We’ve learned that even though the Kindle Fire sells for only $199.99 it actually costs slightly more than that to manufacture and sell them.  What normally sounds a little bit silly – selling devices for a loss – is actually turning out to be rather profitable for Amazon.  According to a new survey conducted by investment firm RBC, each Kindle Fire is found to generate more than $100 in added revenue for Amazon.

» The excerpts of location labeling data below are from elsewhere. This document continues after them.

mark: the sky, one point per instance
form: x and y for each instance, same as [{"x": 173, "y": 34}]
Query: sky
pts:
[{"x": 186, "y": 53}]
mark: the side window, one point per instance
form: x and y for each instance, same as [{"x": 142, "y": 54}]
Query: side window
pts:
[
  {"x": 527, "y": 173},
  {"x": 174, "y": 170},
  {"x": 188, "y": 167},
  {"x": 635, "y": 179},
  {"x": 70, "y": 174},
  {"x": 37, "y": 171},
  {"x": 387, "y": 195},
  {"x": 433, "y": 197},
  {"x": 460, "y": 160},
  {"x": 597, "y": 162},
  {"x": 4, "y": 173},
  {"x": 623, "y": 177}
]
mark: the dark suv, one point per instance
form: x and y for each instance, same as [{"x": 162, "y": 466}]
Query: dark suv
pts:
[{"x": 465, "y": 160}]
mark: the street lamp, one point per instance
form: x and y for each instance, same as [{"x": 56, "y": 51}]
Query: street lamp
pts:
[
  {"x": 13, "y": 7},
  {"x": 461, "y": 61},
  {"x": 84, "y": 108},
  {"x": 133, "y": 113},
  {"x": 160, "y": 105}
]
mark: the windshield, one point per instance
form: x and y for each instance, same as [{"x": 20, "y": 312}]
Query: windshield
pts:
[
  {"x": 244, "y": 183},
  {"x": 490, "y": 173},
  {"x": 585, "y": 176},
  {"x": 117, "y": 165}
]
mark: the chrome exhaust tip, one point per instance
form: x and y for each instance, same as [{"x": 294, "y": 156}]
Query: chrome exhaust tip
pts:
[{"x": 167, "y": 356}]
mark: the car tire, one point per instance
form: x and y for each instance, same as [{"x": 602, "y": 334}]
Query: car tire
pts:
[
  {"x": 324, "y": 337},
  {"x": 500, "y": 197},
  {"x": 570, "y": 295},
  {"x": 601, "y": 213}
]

“Kindle Fire unit economics are likely to be more favorable than consensus expectations, based primarily on frequency of digital goods purchases. Our assumption is that Amazon could sell 3-4 million Kindle Fire units in Q4, and that those units are accretive to company-average operating margin within the first six months of ownership. Our analysis assigns a cumulative lifetime operating income per unit of $136…” -RBC Capital analyst Ross Sandler

With around $136 of additional revenue over the life of each Kindle Fire this means people are using the device in exactly the manner that Amazon had hoped.  Where’s the money coming from?  Digital books and apps, what else?

According to the survey, roughly 4 out of 5 Kindle Fire owners have purchase ebooks, with nearly 60% of them buying more than three of them in the first 60 days of ownership.  Assuming an average cost of $10 per book and a rate of 5 ebooks per quarter, this is where you arrive at the $100 per year.

In terms of apps and games, two-thirds of Kindle Fire users have already purchased at least one title with 41 percent of them already purchasing three or more.  Three apps per quarter averages out to $9 every three months.  Toss that into the $100 estimate and there you have it – $136.00 per year.

After some of the figures tossed around last year the estimated 3-4 million tablets sold sounds a little low to us.  Either way, it already sounds like winner.  At more than one million Kindle Fires sold per week, it’s easy to picture Amazon being happy with the early results.